Overview

This example introduces the concept of spatial stream alignment.
For example usecase of alignment, please check out align-advanced and measure demos.
The need for spatial alignment (from here "align") arises from the fact
that not all camera streams are captured from a single viewport.

Align process lets the user translate images from one viewport to another.
That said, results of align are synthetic streams, and suffer from several artifacts:

  1. Sampling - mapping stream to a different viewport will modify the resolution of the frame to match the resolution of target viewport. This will either cause downsampling or upsampling via interpolation. The interpolation used needs to be of type Nearest Neighbor to avoid introducing non-existing values.
  2. Occlussion - Some pixels in the resulting image correspond to 3D coordinates that the original sensor did not see, because these 3D points were occluded in the original viewport.

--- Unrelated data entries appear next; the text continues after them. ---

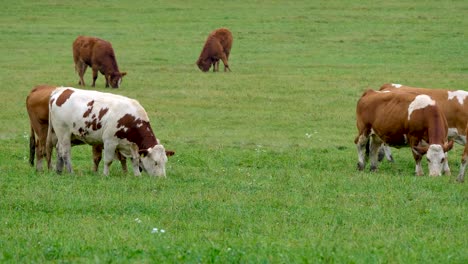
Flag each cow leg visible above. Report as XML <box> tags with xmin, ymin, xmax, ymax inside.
<box><xmin>29</xmin><ymin>127</ymin><xmax>35</xmax><ymax>167</ymax></box>
<box><xmin>220</xmin><ymin>53</ymin><xmax>230</xmax><ymax>72</ymax></box>
<box><xmin>56</xmin><ymin>136</ymin><xmax>73</xmax><ymax>174</ymax></box>
<box><xmin>105</xmin><ymin>75</ymin><xmax>110</xmax><ymax>88</ymax></box>
<box><xmin>91</xmin><ymin>67</ymin><xmax>98</xmax><ymax>87</ymax></box>
<box><xmin>457</xmin><ymin>145</ymin><xmax>468</xmax><ymax>183</ymax></box>
<box><xmin>102</xmin><ymin>142</ymin><xmax>118</xmax><ymax>176</ymax></box>
<box><xmin>412</xmin><ymin>151</ymin><xmax>424</xmax><ymax>176</ymax></box>
<box><xmin>443</xmin><ymin>152</ymin><xmax>451</xmax><ymax>176</ymax></box>
<box><xmin>355</xmin><ymin>134</ymin><xmax>369</xmax><ymax>170</ymax></box>
<box><xmin>369</xmin><ymin>134</ymin><xmax>383</xmax><ymax>172</ymax></box>
<box><xmin>92</xmin><ymin>145</ymin><xmax>103</xmax><ymax>172</ymax></box>
<box><xmin>78</xmin><ymin>63</ymin><xmax>87</xmax><ymax>86</ymax></box>
<box><xmin>131</xmin><ymin>156</ymin><xmax>141</xmax><ymax>176</ymax></box>
<box><xmin>116</xmin><ymin>152</ymin><xmax>128</xmax><ymax>173</ymax></box>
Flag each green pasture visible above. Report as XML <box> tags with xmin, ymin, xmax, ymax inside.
<box><xmin>1</xmin><ymin>0</ymin><xmax>467</xmax><ymax>262</ymax></box>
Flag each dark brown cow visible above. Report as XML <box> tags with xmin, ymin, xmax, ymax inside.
<box><xmin>380</xmin><ymin>83</ymin><xmax>468</xmax><ymax>182</ymax></box>
<box><xmin>355</xmin><ymin>89</ymin><xmax>453</xmax><ymax>176</ymax></box>
<box><xmin>26</xmin><ymin>85</ymin><xmax>127</xmax><ymax>172</ymax></box>
<box><xmin>196</xmin><ymin>28</ymin><xmax>233</xmax><ymax>72</ymax></box>
<box><xmin>73</xmin><ymin>36</ymin><xmax>126</xmax><ymax>88</ymax></box>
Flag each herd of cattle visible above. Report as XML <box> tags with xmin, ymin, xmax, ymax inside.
<box><xmin>356</xmin><ymin>83</ymin><xmax>468</xmax><ymax>183</ymax></box>
<box><xmin>26</xmin><ymin>28</ymin><xmax>231</xmax><ymax>177</ymax></box>
<box><xmin>23</xmin><ymin>27</ymin><xmax>465</xmax><ymax>183</ymax></box>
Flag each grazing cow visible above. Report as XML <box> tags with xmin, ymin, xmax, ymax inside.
<box><xmin>73</xmin><ymin>36</ymin><xmax>126</xmax><ymax>88</ymax></box>
<box><xmin>26</xmin><ymin>85</ymin><xmax>127</xmax><ymax>172</ymax></box>
<box><xmin>355</xmin><ymin>89</ymin><xmax>453</xmax><ymax>176</ymax></box>
<box><xmin>47</xmin><ymin>87</ymin><xmax>174</xmax><ymax>176</ymax></box>
<box><xmin>380</xmin><ymin>83</ymin><xmax>468</xmax><ymax>182</ymax></box>
<box><xmin>196</xmin><ymin>28</ymin><xmax>233</xmax><ymax>72</ymax></box>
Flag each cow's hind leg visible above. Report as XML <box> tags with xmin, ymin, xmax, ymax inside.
<box><xmin>369</xmin><ymin>134</ymin><xmax>384</xmax><ymax>171</ymax></box>
<box><xmin>29</xmin><ymin>128</ymin><xmax>35</xmax><ymax>167</ymax></box>
<box><xmin>76</xmin><ymin>61</ymin><xmax>87</xmax><ymax>86</ymax></box>
<box><xmin>58</xmin><ymin>138</ymin><xmax>73</xmax><ymax>174</ymax></box>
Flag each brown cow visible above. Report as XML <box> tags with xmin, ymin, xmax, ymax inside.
<box><xmin>380</xmin><ymin>83</ymin><xmax>468</xmax><ymax>182</ymax></box>
<box><xmin>73</xmin><ymin>36</ymin><xmax>126</xmax><ymax>88</ymax></box>
<box><xmin>26</xmin><ymin>85</ymin><xmax>127</xmax><ymax>172</ymax></box>
<box><xmin>196</xmin><ymin>28</ymin><xmax>233</xmax><ymax>72</ymax></box>
<box><xmin>355</xmin><ymin>89</ymin><xmax>453</xmax><ymax>176</ymax></box>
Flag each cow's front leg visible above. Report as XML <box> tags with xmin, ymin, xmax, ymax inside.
<box><xmin>369</xmin><ymin>134</ymin><xmax>383</xmax><ymax>172</ymax></box>
<box><xmin>355</xmin><ymin>134</ymin><xmax>369</xmax><ymax>171</ymax></box>
<box><xmin>413</xmin><ymin>153</ymin><xmax>424</xmax><ymax>176</ymax></box>
<box><xmin>443</xmin><ymin>152</ymin><xmax>451</xmax><ymax>176</ymax></box>
<box><xmin>131</xmin><ymin>157</ymin><xmax>141</xmax><ymax>176</ymax></box>
<box><xmin>91</xmin><ymin>67</ymin><xmax>98</xmax><ymax>87</ymax></box>
<box><xmin>457</xmin><ymin>146</ymin><xmax>468</xmax><ymax>182</ymax></box>
<box><xmin>102</xmin><ymin>143</ymin><xmax>117</xmax><ymax>176</ymax></box>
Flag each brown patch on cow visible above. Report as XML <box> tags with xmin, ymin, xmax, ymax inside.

Such pixels may hold invalid texture values.

Expected Output

The application should open a window and display video stream from the color camera overlayed on top of depth stream data.
The slider in bottom of the window control the transparancy of the overlayed stream.
Checkboxes below allow toggling between depth to color vs color to depth alignment.

screenshot gif

Code Overview

This example is using standard librealsense API and IMGUI library for simple UI rendering:

#include <librealsense2/rs.hpp>
#include "../example.hpp"
#include "imgui.h"
#include "imgui_impl_glfw.h"

In this example we are interested in RS2_STREAM_DEPTH and RS2_STREAM_COLOR streams:

// Create a pipeline to easily configure and start the camera
rs2::pipeline pipe;
rs2::config cfg;
cfg.enable_stream(RS2_STREAM_DEPTH);
cfg.enable_stream(RS2_STREAM_COLOR);
pipe.start(cfg);

SDK class responsible for stream alignment is called rs2::align. The user initializes it with desired target stream and applies it to framesets via process method.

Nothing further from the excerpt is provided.